Taiwan has different immigration laws for people from China — including Hong Kong and Macau — due to historical claims over territory now administered by Beijing. Typically, laws related to Hong Kong and Macau are more lax, given the comparative degree of freedom those cities enjoyed as former colonies of the UK and Portugal respectively.
However, now that China has begun stripping the two cities of their freedoms, made dissenting behavior (including showing support for Taiwanese independence) dangerous and begun relocating millions of mainland residents to Hong Kong, it has become exceedingly difficult to know whether would-be migrants to Taiwan from those places would be a threat to Taiwan’s democracy and institutions.

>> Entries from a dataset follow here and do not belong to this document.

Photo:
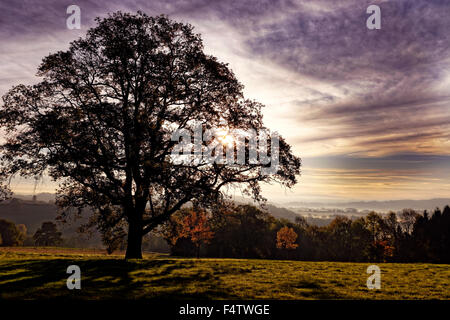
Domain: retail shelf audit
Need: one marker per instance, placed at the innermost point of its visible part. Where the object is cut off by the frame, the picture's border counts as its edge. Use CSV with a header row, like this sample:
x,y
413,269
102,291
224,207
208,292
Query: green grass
x,y
41,274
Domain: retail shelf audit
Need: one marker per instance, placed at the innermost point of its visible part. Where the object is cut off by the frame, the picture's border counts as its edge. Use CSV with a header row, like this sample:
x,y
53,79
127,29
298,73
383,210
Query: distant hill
x,y
29,213
394,205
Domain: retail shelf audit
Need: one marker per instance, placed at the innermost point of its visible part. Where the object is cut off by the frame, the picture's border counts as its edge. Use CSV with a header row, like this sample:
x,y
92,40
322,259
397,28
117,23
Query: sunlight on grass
x,y
41,276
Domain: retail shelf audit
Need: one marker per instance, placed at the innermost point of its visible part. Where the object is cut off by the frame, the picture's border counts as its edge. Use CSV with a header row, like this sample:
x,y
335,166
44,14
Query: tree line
x,y
245,231
12,235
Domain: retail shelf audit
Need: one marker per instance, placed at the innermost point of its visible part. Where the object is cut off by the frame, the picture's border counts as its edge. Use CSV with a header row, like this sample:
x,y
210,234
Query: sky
x,y
368,111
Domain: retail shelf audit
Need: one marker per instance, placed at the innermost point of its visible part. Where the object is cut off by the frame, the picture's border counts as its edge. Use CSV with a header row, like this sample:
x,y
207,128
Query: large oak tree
x,y
101,119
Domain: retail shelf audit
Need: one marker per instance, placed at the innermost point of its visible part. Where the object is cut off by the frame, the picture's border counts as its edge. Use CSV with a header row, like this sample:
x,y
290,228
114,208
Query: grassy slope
x,y
40,274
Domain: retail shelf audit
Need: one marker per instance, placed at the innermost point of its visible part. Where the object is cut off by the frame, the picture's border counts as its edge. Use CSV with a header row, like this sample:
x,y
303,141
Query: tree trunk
x,y
134,245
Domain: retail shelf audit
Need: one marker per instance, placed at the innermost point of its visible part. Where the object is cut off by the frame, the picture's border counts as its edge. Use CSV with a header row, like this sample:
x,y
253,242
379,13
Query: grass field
x,y
31,273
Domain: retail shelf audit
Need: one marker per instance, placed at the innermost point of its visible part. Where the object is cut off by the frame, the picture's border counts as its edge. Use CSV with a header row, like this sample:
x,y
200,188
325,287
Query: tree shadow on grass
x,y
109,279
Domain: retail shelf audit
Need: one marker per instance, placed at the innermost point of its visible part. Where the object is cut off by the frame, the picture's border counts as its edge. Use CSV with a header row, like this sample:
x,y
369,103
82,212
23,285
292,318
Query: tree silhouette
x,y
102,118
47,235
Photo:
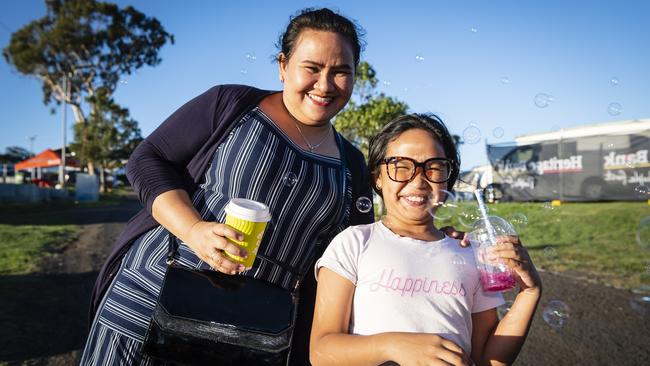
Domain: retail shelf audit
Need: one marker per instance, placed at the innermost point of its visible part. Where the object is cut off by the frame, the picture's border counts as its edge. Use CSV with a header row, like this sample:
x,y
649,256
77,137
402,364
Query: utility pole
x,y
64,123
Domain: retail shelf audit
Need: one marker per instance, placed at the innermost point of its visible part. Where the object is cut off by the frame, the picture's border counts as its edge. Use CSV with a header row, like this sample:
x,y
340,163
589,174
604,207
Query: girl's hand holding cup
x,y
512,253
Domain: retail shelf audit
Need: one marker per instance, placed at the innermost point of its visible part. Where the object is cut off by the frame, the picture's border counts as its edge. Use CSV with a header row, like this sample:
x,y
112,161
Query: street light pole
x,y
64,122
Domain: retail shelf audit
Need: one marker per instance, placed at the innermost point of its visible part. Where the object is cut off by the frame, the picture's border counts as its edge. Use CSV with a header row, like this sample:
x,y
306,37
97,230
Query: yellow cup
x,y
250,217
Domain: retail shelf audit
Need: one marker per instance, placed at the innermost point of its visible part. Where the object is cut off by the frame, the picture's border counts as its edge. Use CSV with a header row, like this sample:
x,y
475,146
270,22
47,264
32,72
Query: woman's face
x,y
319,76
408,203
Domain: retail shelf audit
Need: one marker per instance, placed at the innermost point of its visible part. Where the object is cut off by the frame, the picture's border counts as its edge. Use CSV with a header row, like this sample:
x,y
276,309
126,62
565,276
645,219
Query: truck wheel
x,y
593,191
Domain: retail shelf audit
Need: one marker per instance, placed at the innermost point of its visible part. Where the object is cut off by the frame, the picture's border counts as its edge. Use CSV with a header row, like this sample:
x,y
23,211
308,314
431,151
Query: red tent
x,y
45,159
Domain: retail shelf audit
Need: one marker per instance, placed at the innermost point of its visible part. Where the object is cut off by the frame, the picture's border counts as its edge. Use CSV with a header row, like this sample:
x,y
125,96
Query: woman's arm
x,y
497,342
331,344
174,211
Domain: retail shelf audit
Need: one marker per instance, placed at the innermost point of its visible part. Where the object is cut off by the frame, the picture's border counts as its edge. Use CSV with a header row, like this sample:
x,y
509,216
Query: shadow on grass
x,y
43,315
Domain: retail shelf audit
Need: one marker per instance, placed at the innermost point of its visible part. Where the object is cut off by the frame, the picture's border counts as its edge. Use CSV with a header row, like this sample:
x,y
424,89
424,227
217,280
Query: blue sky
x,y
472,62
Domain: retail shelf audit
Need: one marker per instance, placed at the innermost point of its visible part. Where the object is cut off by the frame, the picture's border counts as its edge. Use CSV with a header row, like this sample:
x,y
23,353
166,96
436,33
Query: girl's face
x,y
407,203
319,76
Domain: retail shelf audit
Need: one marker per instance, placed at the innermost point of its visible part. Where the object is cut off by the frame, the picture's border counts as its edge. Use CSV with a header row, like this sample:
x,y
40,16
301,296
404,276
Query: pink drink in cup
x,y
495,276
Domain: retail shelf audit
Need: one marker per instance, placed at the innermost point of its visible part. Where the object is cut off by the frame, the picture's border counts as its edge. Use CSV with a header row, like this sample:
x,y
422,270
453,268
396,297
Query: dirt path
x,y
43,316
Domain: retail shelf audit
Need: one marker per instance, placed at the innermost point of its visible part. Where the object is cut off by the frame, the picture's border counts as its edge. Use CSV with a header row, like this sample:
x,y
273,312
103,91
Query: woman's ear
x,y
282,65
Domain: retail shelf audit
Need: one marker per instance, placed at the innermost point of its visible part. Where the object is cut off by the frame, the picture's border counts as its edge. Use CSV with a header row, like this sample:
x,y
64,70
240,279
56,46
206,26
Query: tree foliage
x,y
109,135
81,45
363,119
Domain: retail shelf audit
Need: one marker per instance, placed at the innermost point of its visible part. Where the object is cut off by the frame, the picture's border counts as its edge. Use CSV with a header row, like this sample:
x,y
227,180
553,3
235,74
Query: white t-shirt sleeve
x,y
342,255
485,300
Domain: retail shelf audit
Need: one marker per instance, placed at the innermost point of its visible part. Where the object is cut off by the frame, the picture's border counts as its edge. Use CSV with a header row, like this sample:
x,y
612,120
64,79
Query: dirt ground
x,y
44,315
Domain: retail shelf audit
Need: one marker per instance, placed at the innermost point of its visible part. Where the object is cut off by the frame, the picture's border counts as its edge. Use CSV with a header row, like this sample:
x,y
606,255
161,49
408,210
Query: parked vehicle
x,y
598,162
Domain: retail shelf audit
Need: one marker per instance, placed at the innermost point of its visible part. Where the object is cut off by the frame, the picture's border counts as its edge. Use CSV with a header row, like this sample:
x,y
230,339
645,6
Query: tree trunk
x,y
102,179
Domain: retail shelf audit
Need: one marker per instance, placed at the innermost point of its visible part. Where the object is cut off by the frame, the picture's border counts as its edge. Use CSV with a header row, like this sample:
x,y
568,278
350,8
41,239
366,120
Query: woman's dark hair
x,y
321,20
427,122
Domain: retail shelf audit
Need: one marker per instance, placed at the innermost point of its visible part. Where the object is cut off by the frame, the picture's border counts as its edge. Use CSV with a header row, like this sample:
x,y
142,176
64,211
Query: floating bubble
x,y
550,252
364,204
504,309
289,179
643,233
640,301
642,191
443,205
518,220
472,134
250,57
556,314
614,109
468,214
543,100
458,260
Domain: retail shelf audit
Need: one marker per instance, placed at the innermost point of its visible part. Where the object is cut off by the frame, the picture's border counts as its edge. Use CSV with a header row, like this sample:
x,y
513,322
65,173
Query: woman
x,y
235,141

To tackle the issue, the government has proposed to rescind the preferential immigration rules that people from Hong Kong and Macau enjoy when they apply for residency in Taiwan. Under the new rules, they would need to wait the same length of time as foreign applicants from other countries before becoming eligible for permanent residency, and would not normally be eligible for citizenship after obtaining permanent residency. That change is long overdue, as Chinese citizens should not be treated differently from other foreign citizens to begin with. Taiwan’s claims over China-administered territory do not need to be revoked, but giving Chinese citizens special treatment under the law is a contradiction of the claim that Taiwan is a sovereign nation that is not subject to the laws of China — a claim that former president Tsai Ing-wen (蔡英文) and President William Lai (賴清德) have made. In no other democracy are there laws in which the special treatment of citizens from a particular country is enshrined.

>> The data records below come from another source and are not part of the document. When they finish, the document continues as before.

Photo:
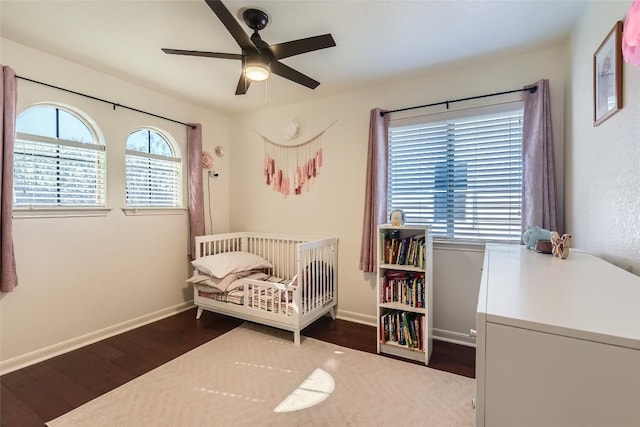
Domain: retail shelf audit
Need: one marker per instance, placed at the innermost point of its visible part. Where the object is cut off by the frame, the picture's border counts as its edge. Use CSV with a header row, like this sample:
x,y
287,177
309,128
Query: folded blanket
x,y
225,284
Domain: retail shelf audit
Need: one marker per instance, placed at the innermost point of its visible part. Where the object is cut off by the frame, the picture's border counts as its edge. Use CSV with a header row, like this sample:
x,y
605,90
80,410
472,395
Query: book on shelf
x,y
403,251
403,287
402,328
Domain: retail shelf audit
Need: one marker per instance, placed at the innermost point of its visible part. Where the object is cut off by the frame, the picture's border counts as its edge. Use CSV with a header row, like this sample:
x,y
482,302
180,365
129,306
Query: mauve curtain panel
x,y
9,97
538,182
196,196
375,203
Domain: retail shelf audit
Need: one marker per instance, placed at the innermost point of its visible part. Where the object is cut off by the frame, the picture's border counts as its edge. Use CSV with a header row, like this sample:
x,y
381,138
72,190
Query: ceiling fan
x,y
259,59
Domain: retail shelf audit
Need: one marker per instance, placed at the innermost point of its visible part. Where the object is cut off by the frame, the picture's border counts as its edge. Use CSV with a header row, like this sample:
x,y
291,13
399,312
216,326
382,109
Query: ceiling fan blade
x,y
296,47
243,84
232,25
295,76
202,53
258,42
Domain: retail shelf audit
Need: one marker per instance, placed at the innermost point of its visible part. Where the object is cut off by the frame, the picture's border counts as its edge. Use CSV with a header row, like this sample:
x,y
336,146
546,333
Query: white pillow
x,y
220,265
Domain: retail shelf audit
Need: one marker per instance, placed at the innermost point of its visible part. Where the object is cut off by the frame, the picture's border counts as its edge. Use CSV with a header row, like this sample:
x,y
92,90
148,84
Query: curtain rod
x,y
531,89
115,104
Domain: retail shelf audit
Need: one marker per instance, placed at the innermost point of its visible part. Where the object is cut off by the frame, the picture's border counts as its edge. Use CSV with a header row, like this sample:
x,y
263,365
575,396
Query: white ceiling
x,y
376,40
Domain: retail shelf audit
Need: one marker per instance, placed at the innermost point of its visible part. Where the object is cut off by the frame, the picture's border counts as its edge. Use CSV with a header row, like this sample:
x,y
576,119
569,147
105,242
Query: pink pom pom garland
x,y
631,35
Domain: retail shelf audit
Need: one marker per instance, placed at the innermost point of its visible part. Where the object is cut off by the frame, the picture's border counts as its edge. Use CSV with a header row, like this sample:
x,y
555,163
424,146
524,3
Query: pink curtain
x,y
375,203
8,97
196,196
539,181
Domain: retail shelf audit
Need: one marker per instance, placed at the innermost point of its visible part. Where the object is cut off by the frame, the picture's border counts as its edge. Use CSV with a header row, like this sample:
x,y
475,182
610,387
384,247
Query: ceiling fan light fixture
x,y
257,72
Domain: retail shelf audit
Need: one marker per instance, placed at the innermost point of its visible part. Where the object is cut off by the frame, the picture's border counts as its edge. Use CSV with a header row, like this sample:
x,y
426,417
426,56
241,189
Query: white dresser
x,y
558,341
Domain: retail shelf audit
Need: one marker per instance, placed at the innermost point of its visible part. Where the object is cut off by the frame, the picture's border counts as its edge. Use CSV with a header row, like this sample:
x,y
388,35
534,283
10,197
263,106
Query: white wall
x,y
603,162
334,205
82,277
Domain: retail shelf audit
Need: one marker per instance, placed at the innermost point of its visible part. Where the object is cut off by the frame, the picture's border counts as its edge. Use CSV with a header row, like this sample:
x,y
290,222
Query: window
x,y
154,177
460,173
58,160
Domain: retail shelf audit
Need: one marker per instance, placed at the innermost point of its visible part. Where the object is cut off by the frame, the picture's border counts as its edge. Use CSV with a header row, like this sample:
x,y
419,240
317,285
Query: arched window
x,y
154,171
58,160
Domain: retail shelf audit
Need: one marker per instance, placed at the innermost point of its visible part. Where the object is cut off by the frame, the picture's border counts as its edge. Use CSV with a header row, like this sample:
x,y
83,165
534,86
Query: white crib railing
x,y
310,264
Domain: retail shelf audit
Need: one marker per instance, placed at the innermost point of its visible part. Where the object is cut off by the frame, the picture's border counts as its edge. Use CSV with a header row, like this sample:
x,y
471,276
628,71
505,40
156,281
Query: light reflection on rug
x,y
255,376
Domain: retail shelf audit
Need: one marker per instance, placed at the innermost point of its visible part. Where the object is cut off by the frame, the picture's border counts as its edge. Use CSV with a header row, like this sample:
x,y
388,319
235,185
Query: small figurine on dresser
x,y
560,244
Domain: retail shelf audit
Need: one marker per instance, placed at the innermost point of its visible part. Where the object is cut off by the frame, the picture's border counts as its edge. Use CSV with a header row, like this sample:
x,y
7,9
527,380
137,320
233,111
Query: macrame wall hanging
x,y
291,169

That peculiar aspect of Taiwan’s law comes from the fact that it does not recognize the sovereignty of China. It seems like this would be a simple matter and one that lawmakers would want to put into effect — particularly since they should want the Chinese administration to reciprocate by recognizing Taiwan’s sovereignty. However, while Democratic Progressive Party (DPP) lawmakers have often called on Beijing to engage with Taipei on the basis of mutual respect and reciprocity, Chinese Nationalist Party (KMT) members have never made such a demand. The reason is the KMT inherently cannot acknowledge China’s sovereignty. To do so would be to acknowledge that there are two Chinas, but that would present an existential crisis for the party. The KMT sees itself as the progenitor of modern China and the rightful heir to the nation founded by Sun Yat-sen (孫逸仙).
The idea that there is only one China is the key point of consensus between the KMT and the Chinese Communist Party, and has formed the basis of the so-called “1992 consensus” upon which talks between the KMT and Beijing have been made possible. That is why the KMT regularly calls on the DPP to acknowledge the “consensus,” which the DPP inherently cannot do, as it would be a denial of the fact that there are actually two “Chinas.”

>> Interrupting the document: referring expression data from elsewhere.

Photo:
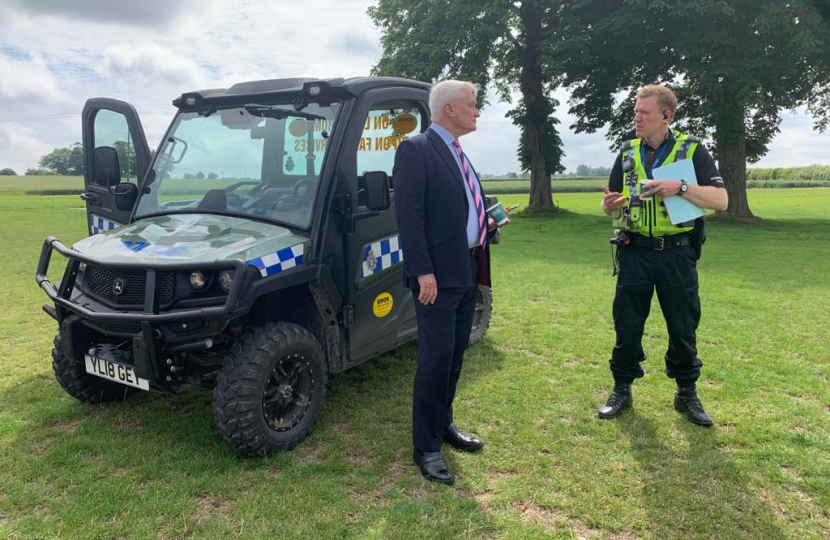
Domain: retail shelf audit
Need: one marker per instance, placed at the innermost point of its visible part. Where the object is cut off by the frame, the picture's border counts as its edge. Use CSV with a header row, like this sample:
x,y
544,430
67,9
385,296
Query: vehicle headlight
x,y
226,280
197,280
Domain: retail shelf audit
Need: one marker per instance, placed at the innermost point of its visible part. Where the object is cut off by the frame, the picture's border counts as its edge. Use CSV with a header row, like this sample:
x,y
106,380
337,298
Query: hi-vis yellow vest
x,y
651,219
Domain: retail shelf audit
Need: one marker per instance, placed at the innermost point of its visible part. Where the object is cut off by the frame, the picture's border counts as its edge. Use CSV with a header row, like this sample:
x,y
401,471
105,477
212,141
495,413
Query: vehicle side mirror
x,y
377,190
125,195
107,168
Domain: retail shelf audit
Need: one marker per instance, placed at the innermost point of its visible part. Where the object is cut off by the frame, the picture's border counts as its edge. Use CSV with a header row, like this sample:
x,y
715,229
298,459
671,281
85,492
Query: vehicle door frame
x,y
354,297
101,208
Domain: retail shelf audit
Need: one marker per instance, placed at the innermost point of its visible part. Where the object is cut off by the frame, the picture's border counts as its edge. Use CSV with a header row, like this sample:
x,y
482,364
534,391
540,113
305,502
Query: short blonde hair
x,y
444,92
665,97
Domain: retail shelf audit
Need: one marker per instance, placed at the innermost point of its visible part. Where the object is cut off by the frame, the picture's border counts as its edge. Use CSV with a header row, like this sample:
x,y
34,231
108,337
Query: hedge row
x,y
813,173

That political impasse is why no progress can be made on the issue of recognizing China’s sovereignty and, consequently, why the identity and rights of Chinese citizens in Taiwan remain obscure.
Taiwan is already a de facto independent nation. Perhaps the only thing stopping it from being de jure independent is not the lack of UN recognition, but its failure to formally recognize that there are two Chinas. Since there is unlikely to be the consensus needed to achieve that in the short term, the DPP’s best option might be to continue chipping away at laws that treat Chinese citizens in a special way.